Industrial production across the 27-member bloc has shrunk in the past five years and millions of jobs have been lost, with the automobile sector having to cut overcapacity in France, Spain and Italy.
Industrial policy revival?
This is not the first public outing against the European Commission by Arnaud Montebourg, who has built a reputation for his fierce attacks against globalisation and the EU Executive's perceived over-liberal stances on economic policy.
This time, the French minister applauded a Commission policy paper, presented the day before, which urged a "new industrial revolution" in Europe and set out a target to increase the share of industrial production to 20% of the EU's GDP by 2020, up from 16% currently.
"At last, the bar is set very high," Montebourg said in reference to the 20% target.
But Europe should go further, the French minister continued, suggesting that the seven countries wanted more regular meetings of the bloc's 27 industry ministers. These would examine industrial sectors one by one, he explained, citing the steel, automotive and digital industries.
One key demand from the seven-country group is to allow a level playing field on state aid to new industrial sectors at the centre of what Montebourg called the "third industrial revolution", such as nanotechnology, smart grids and new materials.
"All our global competitors do it, so we must either protect ourselves against them or do it ourselves."
The European Commission presented a policy paper on 10 October setting our a new aspirational goal to increase the industry's share of EU GDP to around 20% by 2020, up from 16% currently.
The communication, titled Mission Growth: Europe at the Lead of the New Industrial Revolution, urges immediate action to revert the current downward trend and promote the re-industrialisation of Europe.
The pillars of the reinforced industrial policy are investment in innovation, better market conditions, access to finance and building human capital and skills.
Sean McGuire, a spokesman for the Confederation of British Industry (CBI), welcomed the European Commission's broad focus on industrial policy, but said it should look beyond manufacturing.

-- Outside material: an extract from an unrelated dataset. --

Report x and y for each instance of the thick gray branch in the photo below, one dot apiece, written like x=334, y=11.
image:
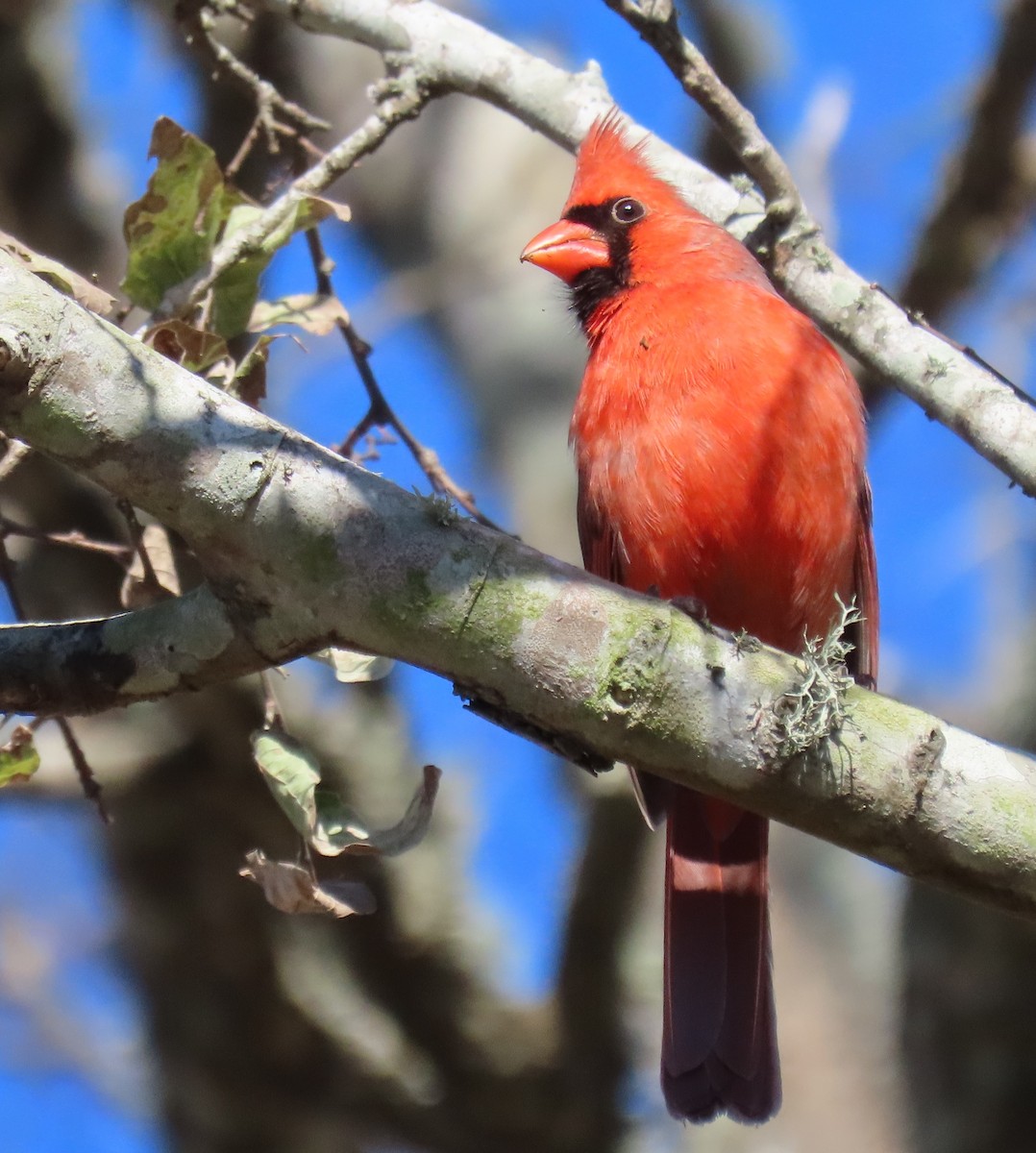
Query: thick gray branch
x=305, y=548
x=459, y=56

“It is important that this strategy looks at industry in its broadest sense, not just manufacturing. Creative industries and industry-related services are two important potential drivers for growth in the future and creating an environment to foster this growth is important."
François Gayet, from the French industrial lobby the Cercle de l'Industrie believes that the EU's state aid rules should be reformed to take account of the wider international environment in which European companies operate.

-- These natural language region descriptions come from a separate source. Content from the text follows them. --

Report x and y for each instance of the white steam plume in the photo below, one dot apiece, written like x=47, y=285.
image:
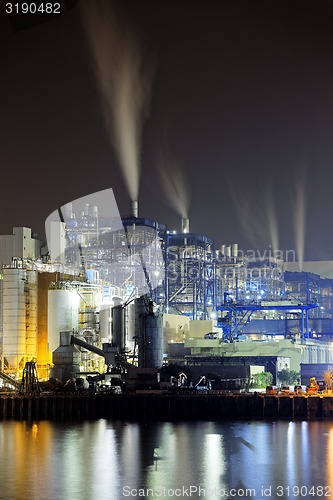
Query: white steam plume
x=124, y=81
x=257, y=217
x=300, y=218
x=272, y=222
x=176, y=190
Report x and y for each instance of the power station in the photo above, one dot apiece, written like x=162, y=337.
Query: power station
x=123, y=296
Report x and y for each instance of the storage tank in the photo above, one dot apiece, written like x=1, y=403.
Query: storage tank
x=14, y=318
x=63, y=314
x=105, y=324
x=151, y=341
x=31, y=315
x=118, y=326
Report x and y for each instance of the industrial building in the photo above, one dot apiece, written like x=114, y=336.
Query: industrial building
x=117, y=294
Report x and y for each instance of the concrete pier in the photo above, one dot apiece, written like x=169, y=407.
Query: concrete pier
x=165, y=407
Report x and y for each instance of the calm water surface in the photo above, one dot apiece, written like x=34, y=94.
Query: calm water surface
x=117, y=460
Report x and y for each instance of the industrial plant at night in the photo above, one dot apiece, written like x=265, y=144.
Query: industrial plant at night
x=121, y=298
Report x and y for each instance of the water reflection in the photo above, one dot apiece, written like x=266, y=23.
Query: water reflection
x=109, y=460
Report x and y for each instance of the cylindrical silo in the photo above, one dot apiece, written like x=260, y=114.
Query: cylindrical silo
x=31, y=315
x=14, y=318
x=118, y=326
x=234, y=250
x=105, y=324
x=151, y=342
x=63, y=310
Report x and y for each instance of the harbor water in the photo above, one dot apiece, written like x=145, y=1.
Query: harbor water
x=113, y=460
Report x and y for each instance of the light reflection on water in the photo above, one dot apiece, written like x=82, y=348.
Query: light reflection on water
x=87, y=460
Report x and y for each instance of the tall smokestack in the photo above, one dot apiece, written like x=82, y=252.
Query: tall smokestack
x=135, y=209
x=185, y=225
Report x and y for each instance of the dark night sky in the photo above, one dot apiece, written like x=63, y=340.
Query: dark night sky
x=244, y=89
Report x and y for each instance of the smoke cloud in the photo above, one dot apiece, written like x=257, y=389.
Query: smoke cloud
x=300, y=218
x=124, y=80
x=257, y=216
x=175, y=187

"In general, it is clear that many sectors have complained of unfair competition from third countries," he told EurActiv in a recent interview, citing R&D aid for the automobile sector in the US and China. "What we see is that the European Commission has a very liberal, very open attitude, and that, conversely, the markets of major emerging countries, the US and Japan are much more controlled and closed," Gayet said, calling for "reciprocity at all levels".
German industry, for its part, has specifically targeted the poor management of the EU's CO2 trading scheme within the EU executive.
“Investments in power plants and low-carbon technologies need stable and predictable framework conditions in which business solutions can develop. Policy measures as the recently proposed 'set-aside' of CO2 allowances by means of altering the ETS Auctioning Regulation are counterproductive in this regard,” a senior German industrialist told EurActiv, on condition of anonymity.